Akhirnya sawah-sawah keluarga Pak Karto diambilalih Supono. Suami Romlah itu bahkan berniat membuat perjanjian tertulis, seolah-olah tanah itu hanya miliknya dan Romlah saja.

 

Ketegangan terjadi antara keluarga Karto dan Bejo, saudara-saudara Romlah di kota mendengar kabar ini dan merasa tidak senang. Mereka menganggap Supono terlalu serakah. Sawah yang dulunya menjadi sumber berkah kini menjadi sumber pertengkaran akibat sikap serakah.

 

Romlah merasa sangat tertekan, tetapi tak kuasa menentang suaminya yang mulai keras kepala dan berubah sikap sejak kembali ke kampung. Perempuan itu tahu betul siapa yang selama ini merawat orangtuanya dan sawah warisan orangtuanya semestinya menjadi milik bersama.

 

Desas-desus tentang keserakahan Supono mulai menyebar di warung kopi, pos ronda bahkan seluruh kampung.

“Supono serakah karena takut miskin lagi seperti dulu,” ucap seseorang di warung Mbok Bar pagi itu.

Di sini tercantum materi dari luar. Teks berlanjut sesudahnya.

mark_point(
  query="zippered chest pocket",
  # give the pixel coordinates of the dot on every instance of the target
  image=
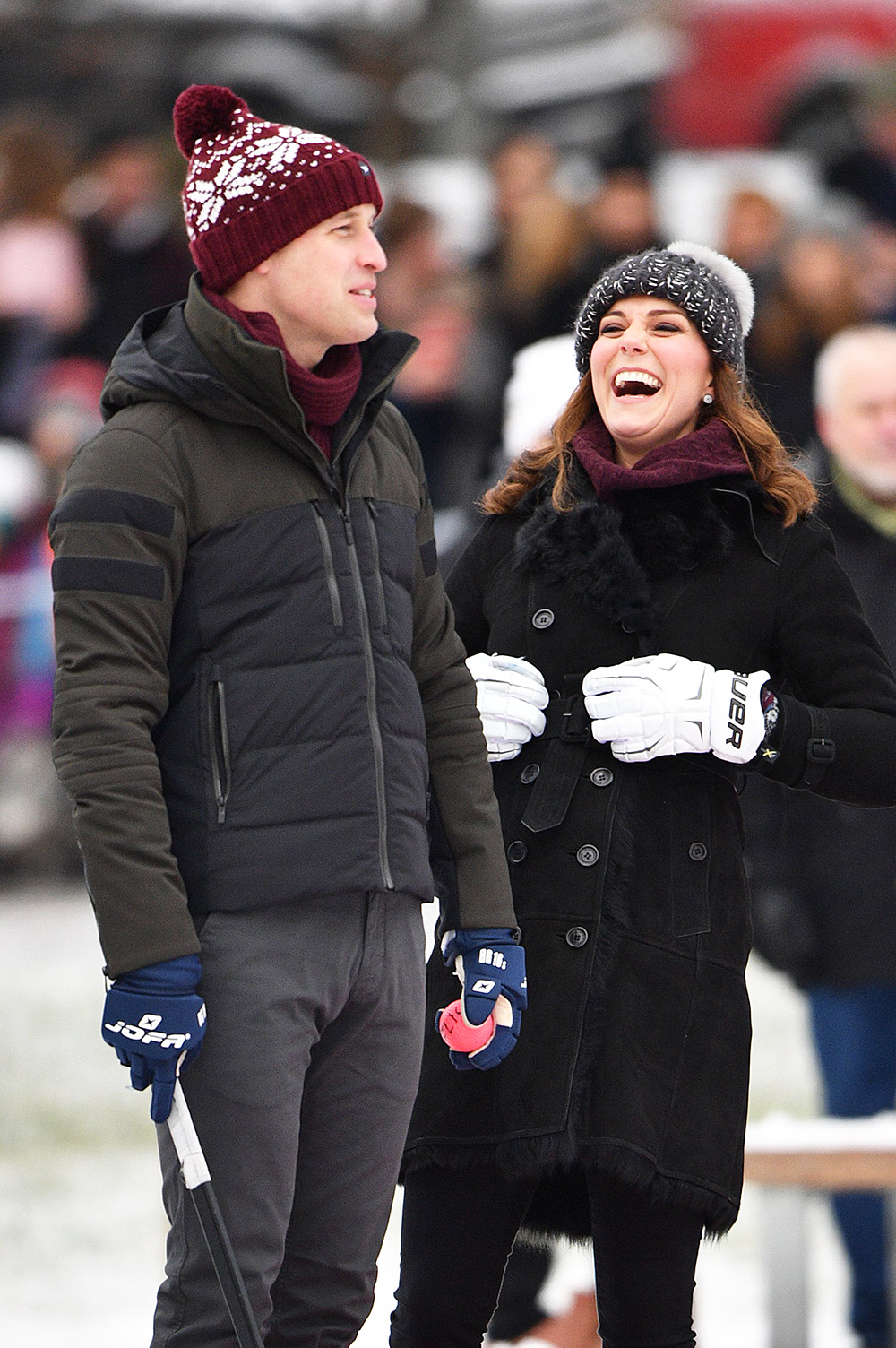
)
(375, 559)
(219, 744)
(329, 567)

“Wajar kan dia bersikap seperti itu, istri Supono kan anak bungsunya Pak Karto. Jadi warisan sawahnya paling luas,” kata yang lain. Suasana kampung kini tak senyaman dulu semenjak ada perselisihan dua keluarga itu.

 

Di sisi lain, Bu Karto sendiri dalam kepikunannya, sering memanggil nama Bejo dan anak-anaknya.

"Itu di teras ada Bejo yang bawa sayur, ya? Kalau bawa sayur ke sini, kamu sendiri sudah makan belum Jo. Mari sini makan dulu."

Romlah menangis diam-diam, hatinya sangat teriris mendengar ibunya mengigau seperti itu. Dirinya tahu, ibunya lebih mengingat nama-nama keluarga Pak Bejo yang bersamanya di hari tua, bukan anak-anak kandungnya.

 

Tak berapa lama, Supono jatuh sakit. Awalnya sekadar lelah dan batuk, tetapi tubuhnya makin lama makin kurus, dan laki-laki itu mulai sulit bangun dari tempat tidur. Menurut dokter penyakit yang diderita Supono komplikasi dari tekanan darah dan jantung. Berbulan-bulan Romlah dengan penuh kesabaran, merawat suami dan ibu kandungnya.

 

Suatu sore, saat hujan rintik-rintik, Supono memanggil istrinya dengan suara lirih.

“Romlah … ” panggil Supono, nafasnya tersengal-sengal.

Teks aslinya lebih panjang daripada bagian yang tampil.